As requested by the reviewer, we have commented about the limitations of using K562 cells as the model of erythroid differentiation (mentioned in the Results section and the Discussion section).

5) I am loath to add extra work but potential role of BMP2K in erythroid differentiation was studied in K562s induced to differentiate with hemin and this was only carried out when both isoforms where KD simultaneously (Figure 2 and S2). Did the authors conduct a KD separately of either L or S in K562 and if so, what was the effect? What about KD of Sec16? I feel I am missing some key experiments that add evidence in this simpler system. There is also the classic rescue experiment that we are lacking (overexpressing the L and S forms to alter the ration would be possible). Was this tried in K562? Or just overexpressing the isoforms and looking at the effects? Were any of these attempted?

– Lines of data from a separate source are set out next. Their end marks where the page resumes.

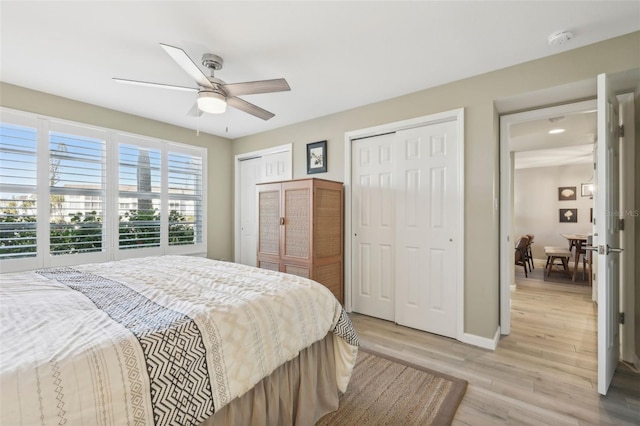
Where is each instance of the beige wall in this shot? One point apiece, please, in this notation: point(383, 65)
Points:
point(477, 95)
point(220, 170)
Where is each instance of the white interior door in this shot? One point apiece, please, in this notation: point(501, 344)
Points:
point(427, 228)
point(607, 202)
point(373, 226)
point(249, 177)
point(268, 167)
point(405, 225)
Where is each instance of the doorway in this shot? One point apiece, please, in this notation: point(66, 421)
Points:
point(625, 163)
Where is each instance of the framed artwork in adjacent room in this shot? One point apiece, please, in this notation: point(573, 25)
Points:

As requested also by the Editor and reviewer #1, we have analyzed the effect of depleting either L or S on erythroid differentiation of K562 cells (current Figure 4D,E). As we also write in response to point 5 of Reviewer #1, we observe that cells lacking BMP2K-L differentiate less potently, while those lacking BMP2K-S differentiate more potently. Interestingly, cells lacking BMP2K-S only do not behave exactly like cells lacking all variants. Thus, it is possible that both variants need to be reduced with an optimal L/S ratio to potently induce differentiation. We have also analyzed the effect of SEC16A depletion on K562 cell differentiation (Author response image 2 panels A-C). However, although shSEC16A#1 increased hemoglobin production in basal and hemin-stimulated conditions, shSEC16A#2 inhibited the induction of hemoglobin production upon hemin (Author response image 2 panel B). In addition, the two shRNAs caused changes in mRNA levels of erythroid markers that were not consistent with the effects on hemoglobin production ( Author response image 2 panel C). Hence, although we observed that SEC16A inhibits basal autophagic degradation (former Figure 5, currently omitted), we could not confirm that it restricts erythroid differentiation. It is possible that BMP2K variants differentially affect SEC16A function, which might be difficult to dissect by SEC16A depletion. So far, we have not tested the effects of overexpressing BMP2K variants in normal or BMP2K-depleted K562 cells on erythroid differentiation, though this is a very good suggestion. Given the laboratory work limitations in our institutions due to the current epidemiological situation, we could not attempt to perform such experiments during the revision. However, we plan to perform them in the future.